Hopefully, all that has happened is that your power supply has taken out the primary fuse(s). I suggest building up another power supply (transformer-diode bridge-big cap) and control the voltage with a variable variac on the transformer primary. Then test your receivers with this.

"Ripping it apart" as you describe is no big deal. All you need is a Torx size 10 driver, and simply remove the top cover. Your DC to DC converter is visible, and is right on top. You can check the fuses without removing anything inside the box. Try this, and let me know what you come up with.

The interesting return email response: Hi again! Thought you'd be interested in the resolution of this problem.

1: There's nothing wrong with the power supply
2: There isn't and wasn't anything defective with either Z3801.

Rather, the power supply is TOO GOOD, and there's a subtle design defect in the Z3801. Key is the power supply rating: .8A maximum current, and the fact that the Z3801 uses switching supplies. A switcher characteristic is one of "negative resistance" on the input. To provide a constant power output, as the input voltage decreases, the input current increases. It turns out that with a 48V supply, the Z3801 takes ~.56 amps on turn-on. However, after a few minutes, the current drain sharply increases, presumably because the oven supply is switched on. With a normal high-current supply (or CO battery), this extra few hundred MA wouldn't be noticed. But with a lab supply set to .8A maxiumm, when the oven turns on, the supply is called on momentarily to exceed its output rating. It goes into current limiting, and the output voltage starts to drop.
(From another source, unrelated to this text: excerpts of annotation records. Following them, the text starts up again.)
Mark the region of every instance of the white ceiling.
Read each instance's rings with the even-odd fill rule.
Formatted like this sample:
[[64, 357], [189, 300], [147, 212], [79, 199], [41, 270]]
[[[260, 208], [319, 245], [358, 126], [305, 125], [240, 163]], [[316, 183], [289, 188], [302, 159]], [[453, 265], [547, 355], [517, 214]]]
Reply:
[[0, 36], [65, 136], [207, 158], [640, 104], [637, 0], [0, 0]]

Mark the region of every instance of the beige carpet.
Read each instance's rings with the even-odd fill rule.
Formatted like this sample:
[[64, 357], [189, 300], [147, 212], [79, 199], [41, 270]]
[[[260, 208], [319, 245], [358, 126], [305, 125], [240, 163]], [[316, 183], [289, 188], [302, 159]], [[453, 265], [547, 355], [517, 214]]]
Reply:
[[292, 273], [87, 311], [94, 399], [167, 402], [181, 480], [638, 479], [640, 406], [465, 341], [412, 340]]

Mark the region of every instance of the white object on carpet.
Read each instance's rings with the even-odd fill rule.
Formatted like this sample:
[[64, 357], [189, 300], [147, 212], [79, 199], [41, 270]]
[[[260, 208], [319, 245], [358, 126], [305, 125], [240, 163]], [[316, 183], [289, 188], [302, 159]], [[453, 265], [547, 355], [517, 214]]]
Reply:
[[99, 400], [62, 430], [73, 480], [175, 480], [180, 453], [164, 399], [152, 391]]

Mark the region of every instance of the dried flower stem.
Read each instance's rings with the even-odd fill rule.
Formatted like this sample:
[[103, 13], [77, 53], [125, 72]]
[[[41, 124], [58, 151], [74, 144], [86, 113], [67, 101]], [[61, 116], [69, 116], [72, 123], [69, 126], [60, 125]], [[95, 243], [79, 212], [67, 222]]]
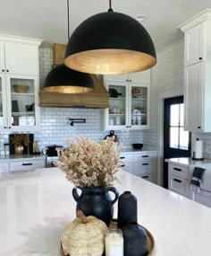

Enter the Z3801 switcher: As soon as it sees the supply voltage drop, it will try to take more current, causing the voltage to drop even faster. This negative feedback cycle drains the PS output capacitor (and the cap that I added for good measure) fast enough to exceed the energy rating of the picofuse which protects the capacitor by blowing out!

After figuring out this scenario on the way home, I tried a very simple experiment. I INCREASED the PS voltage from 48.00 to 50.50V,its maximum rating. At this voltage, the maximum current (briefly) seems to be about 780mA, and it eventually equilibrates at around 440mA. The "subtle design defect" is the fact that there is no current limiter (other than the fuse) on the input of the switcher. Of course it could be argued that if one uses a heavier supply it's not necessary, but there could certainly be an occasion where primary power is interrupted with a big capacitor remaining across the Z3801 input.

Finally, the most astonishing thing about this adventure is that it only took me a couple of minutes to find a big reel of 3A Picofuses in the stockroom!